The old database explicitly protected the NSS database files with user rw and all other's no access. At least the key DB, and preferably the others need this protection as well.
Created attachment 346705 [details] [diff] [review] preliminary patch, comments welcome This patch has only been tested on Linux. It needs to be tested on a few other platforms, particularly since it is not using our normal porting layer (NSPR), since some of the required NSPR functions are missing.
Created attachment 351481 [details] [diff] [review] Set proper mode on NSS db files. This patch works on both Linux and Windows (the latter doesn't actually have any modes).
Comment on attachment 351481 [details] [diff] [review] Set proper mode on NSS db files. patch is ready for review.
Comment on attachment 351481 [details] [diff] [review] Set proper mode on NSS db files. Bob, I have two issues with this patch: 1. Windows does have an approximate equivalent to Unix modes. NSPR knows how to set Windows' security descriptors when you pass Unix mode flags to PR_OpenFile, PR_OpenFileUTF16, or PR_MakeDir. See http://mxr.mozilla.org/security/source/nsprpub/pr/src/md/windows/w95io.c#245 http://mxr.mozilla.org/security/source/nsprpub/pr/src/md/windows/w95io.c#1075 http://mxr.mozilla.org/security/source/nsprpub/pr/src/md/windows/w95io.c#1228 http://mxr.mozilla.org/security/source/nsprpub/pr/src/md/windows/ntio.c#2148 http://mxr.mozilla.org/security/source/nsprpub/pr/src/md/windows/ntio.c#3197 http://mxr.mozilla.org/security/source/nsprpub/pr/src/io/prfile.c#386 http://mxr.mozilla.org/security/source/nsprpub/pr/src/io/prfile.c#800 http://mxr.mozilla.org/security/source/nsprpub/pr/src/io/prdir.c#93 Now, it appears to be true that NSPR doesn't offer a chmod-like function, but perhaps it should. In any case, I think it is appropriate for NSS to use similar logic to that used by NSPR for mapping unix file permissions to Windows security descriptors, whether it does that by calling a function in NSPR, or by doing the work itself. 2. On Windows, mode 0600 is frequently a problem. It's better to use mode 0660 as the default on Windows.

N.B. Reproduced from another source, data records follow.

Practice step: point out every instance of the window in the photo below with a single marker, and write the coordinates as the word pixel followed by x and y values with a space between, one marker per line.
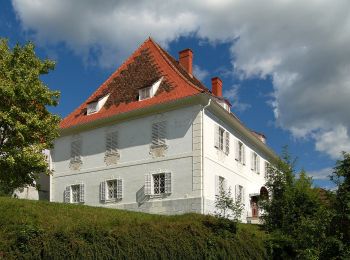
pixel 92 108
pixel 74 193
pixel 255 162
pixel 267 167
pixel 158 184
pixel 158 134
pixel 240 152
pixel 95 106
pixel 111 190
pixel 144 93
pixel 112 143
pixel 239 192
pixel 149 92
pixel 222 139
pixel 75 152
pixel 220 185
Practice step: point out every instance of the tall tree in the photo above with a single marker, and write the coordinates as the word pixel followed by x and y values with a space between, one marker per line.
pixel 341 176
pixel 26 125
pixel 294 214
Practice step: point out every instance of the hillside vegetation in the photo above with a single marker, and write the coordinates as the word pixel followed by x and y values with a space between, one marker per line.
pixel 43 230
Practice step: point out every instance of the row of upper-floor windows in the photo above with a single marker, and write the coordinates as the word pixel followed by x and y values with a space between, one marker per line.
pixel 222 142
pixel 158 139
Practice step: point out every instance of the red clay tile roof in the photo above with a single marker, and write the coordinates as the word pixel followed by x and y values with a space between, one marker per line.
pixel 144 67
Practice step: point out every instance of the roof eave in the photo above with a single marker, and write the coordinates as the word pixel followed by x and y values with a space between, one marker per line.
pixel 133 114
pixel 230 118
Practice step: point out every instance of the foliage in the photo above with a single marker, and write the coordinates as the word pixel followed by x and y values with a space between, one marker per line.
pixel 296 217
pixel 42 230
pixel 26 126
pixel 227 207
pixel 338 242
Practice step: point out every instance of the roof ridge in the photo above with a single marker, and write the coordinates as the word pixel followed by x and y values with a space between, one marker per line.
pixel 161 50
pixel 120 68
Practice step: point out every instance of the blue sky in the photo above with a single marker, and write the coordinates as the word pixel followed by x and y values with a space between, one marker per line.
pixel 284 64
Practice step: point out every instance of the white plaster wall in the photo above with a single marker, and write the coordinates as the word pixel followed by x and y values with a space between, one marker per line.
pixel 217 162
pixel 134 139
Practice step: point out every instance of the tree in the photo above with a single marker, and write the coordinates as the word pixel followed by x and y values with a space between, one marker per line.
pixel 227 207
pixel 341 221
pixel 26 125
pixel 295 215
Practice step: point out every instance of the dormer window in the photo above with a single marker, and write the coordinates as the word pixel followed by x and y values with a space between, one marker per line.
pixel 149 92
pixel 224 104
pixel 94 107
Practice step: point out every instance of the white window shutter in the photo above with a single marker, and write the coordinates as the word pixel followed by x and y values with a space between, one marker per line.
pixel 217 185
pixel 243 195
pixel 76 149
pixel 217 136
pixel 103 191
pixel 167 176
pixel 237 150
pixel 159 133
pixel 67 195
pixel 82 192
pixel 112 142
pixel 148 184
pixel 225 185
pixel 227 142
pixel 162 133
pixel 119 189
pixel 236 192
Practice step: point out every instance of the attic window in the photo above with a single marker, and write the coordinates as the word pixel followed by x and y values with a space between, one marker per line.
pixel 149 92
pixel 94 107
pixel 144 93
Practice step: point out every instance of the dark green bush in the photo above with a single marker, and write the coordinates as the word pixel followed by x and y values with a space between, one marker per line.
pixel 42 230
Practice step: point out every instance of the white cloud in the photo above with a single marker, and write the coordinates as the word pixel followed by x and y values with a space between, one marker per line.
pixel 200 73
pixel 232 95
pixel 303 45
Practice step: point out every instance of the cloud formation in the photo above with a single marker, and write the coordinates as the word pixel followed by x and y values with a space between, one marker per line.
pixel 232 95
pixel 322 174
pixel 302 45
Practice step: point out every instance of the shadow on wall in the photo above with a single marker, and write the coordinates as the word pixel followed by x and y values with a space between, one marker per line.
pixel 140 196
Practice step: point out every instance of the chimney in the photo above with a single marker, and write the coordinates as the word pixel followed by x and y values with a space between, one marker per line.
pixel 185 59
pixel 216 86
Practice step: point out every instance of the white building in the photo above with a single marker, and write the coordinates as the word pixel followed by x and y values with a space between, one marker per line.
pixel 152 138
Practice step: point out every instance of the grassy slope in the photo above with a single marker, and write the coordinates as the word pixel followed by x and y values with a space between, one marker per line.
pixel 35 229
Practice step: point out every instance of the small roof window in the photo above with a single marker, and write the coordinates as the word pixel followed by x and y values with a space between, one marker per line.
pixel 149 92
pixel 94 107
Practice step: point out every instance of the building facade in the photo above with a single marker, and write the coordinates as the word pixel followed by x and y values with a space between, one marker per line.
pixel 152 138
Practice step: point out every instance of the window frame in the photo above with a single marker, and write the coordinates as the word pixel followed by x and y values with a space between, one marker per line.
pixel 240 152
pixel 255 162
pixel 143 91
pixel 159 134
pixel 149 189
pixel 118 190
pixel 222 139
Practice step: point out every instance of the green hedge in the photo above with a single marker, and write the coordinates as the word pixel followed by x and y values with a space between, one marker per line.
pixel 42 230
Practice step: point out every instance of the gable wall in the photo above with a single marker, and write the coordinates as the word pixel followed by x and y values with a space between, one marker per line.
pixel 135 161
pixel 216 162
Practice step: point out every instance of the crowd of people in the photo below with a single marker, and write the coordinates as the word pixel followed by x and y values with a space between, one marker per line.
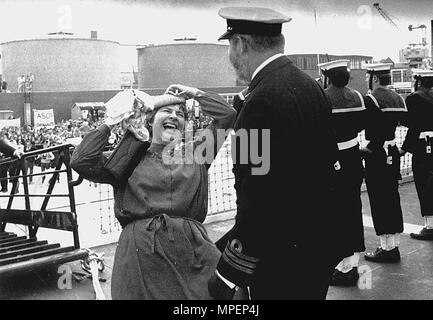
pixel 296 231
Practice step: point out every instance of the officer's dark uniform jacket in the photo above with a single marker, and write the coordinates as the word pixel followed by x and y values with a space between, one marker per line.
pixel 383 165
pixel 349 116
pixel 286 209
pixel 419 142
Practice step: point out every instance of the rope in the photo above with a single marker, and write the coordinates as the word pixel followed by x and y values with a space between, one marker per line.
pixel 94 263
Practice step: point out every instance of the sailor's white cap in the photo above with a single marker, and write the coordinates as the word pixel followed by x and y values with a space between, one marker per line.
pixel 327 66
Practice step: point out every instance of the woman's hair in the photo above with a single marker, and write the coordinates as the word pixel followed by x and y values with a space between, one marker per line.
pixel 151 116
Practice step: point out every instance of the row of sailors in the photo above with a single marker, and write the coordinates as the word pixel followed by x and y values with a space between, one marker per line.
pixel 379 113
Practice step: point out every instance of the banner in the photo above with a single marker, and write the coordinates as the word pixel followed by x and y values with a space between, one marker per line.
pixel 44 117
pixel 10 123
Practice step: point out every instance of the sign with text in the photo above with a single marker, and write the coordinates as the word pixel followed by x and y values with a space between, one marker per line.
pixel 44 117
pixel 10 123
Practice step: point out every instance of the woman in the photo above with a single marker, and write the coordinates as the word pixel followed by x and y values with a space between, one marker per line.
pixel 163 251
pixel 419 142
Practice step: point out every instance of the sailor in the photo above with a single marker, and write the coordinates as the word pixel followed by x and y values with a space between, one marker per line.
pixel 382 164
pixel 419 142
pixel 349 115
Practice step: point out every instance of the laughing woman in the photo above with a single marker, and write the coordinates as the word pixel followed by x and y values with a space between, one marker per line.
pixel 164 251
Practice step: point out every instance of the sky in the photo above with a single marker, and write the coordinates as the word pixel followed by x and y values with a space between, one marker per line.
pixel 332 26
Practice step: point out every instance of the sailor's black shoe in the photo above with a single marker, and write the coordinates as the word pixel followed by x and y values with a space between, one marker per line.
pixel 348 279
pixel 424 234
pixel 380 255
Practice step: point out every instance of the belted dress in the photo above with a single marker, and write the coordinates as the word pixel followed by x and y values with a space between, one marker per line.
pixel 164 251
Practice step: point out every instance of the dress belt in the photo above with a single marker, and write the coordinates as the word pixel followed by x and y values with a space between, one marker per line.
pixel 426 134
pixel 347 144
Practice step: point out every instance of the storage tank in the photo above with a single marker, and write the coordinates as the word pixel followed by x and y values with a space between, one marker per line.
pixel 191 63
pixel 63 64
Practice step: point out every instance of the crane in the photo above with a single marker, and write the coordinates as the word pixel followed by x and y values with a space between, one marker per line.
pixel 385 15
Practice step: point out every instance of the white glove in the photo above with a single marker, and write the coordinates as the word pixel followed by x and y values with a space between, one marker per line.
pixel 182 91
pixel 120 107
pixel 144 101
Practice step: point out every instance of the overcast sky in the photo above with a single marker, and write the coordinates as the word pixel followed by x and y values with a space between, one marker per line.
pixel 341 26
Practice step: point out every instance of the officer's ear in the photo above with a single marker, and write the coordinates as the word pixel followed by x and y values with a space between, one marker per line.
pixel 240 43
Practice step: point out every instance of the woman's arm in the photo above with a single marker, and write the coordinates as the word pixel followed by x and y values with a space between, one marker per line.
pixel 209 140
pixel 88 158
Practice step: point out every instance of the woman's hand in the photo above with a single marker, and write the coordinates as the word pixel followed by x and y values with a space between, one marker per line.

So I can go 2 ways here, I can use windows own posix mappings and call chmod and open directly with 0600, or we can say on windows, it's better to set 660, which is default. I traced what we are doing in the old dbm code, and we pass 0600 to dbopen(), which on windows eventually maps to the normal libc open with 0600. Which patch should I attach: 1) that never messes with mode at all on Windows neither pkcs11.txt nor cert & key databases. --- or ---- 2) one that uses windows libc mapping and passes 0600 for both pkcs11.txt and the cert & key databases. bob
Actually the current patch does option 2 above.
Comment on attachment 351481 [details] [diff] [review] Set proper mode on NSS db files. I guess there's no good solution for windows. :( r=nelson
It appears that this checkin has broken the build on Windows. Problem is: chmod is undeclared. I have committed a trivial fix. Checking in softoken/sdb.c; new revision: 1.10; previous revision: 1.9 Checking in softoken/sftkmod.c; new revision: 1.4; previous revision: 1.3
patch is in with nelsons correction for windows.
Comment on attachment 351481 [details] [diff] [review] Set proper mode on NSS db files. >+/* same as fopen, except it doesn't use umask, but explicit */ Nit: this comment is misleading because umask is still used. The file access modes for the new file are 0600 & ~umask.' See http://www.opengroup.org/onlinepubs/000095399/functions/open.html under "O_CREAT": ... and the access permission bits (see <sys/stat.h>) of the file mode shall be set to the value of the third argument taken as type mode_t modified as follows: a bitwise AND is performed on the file-mode bits and the corresponding bits in the complement of the process' file mode creation mask.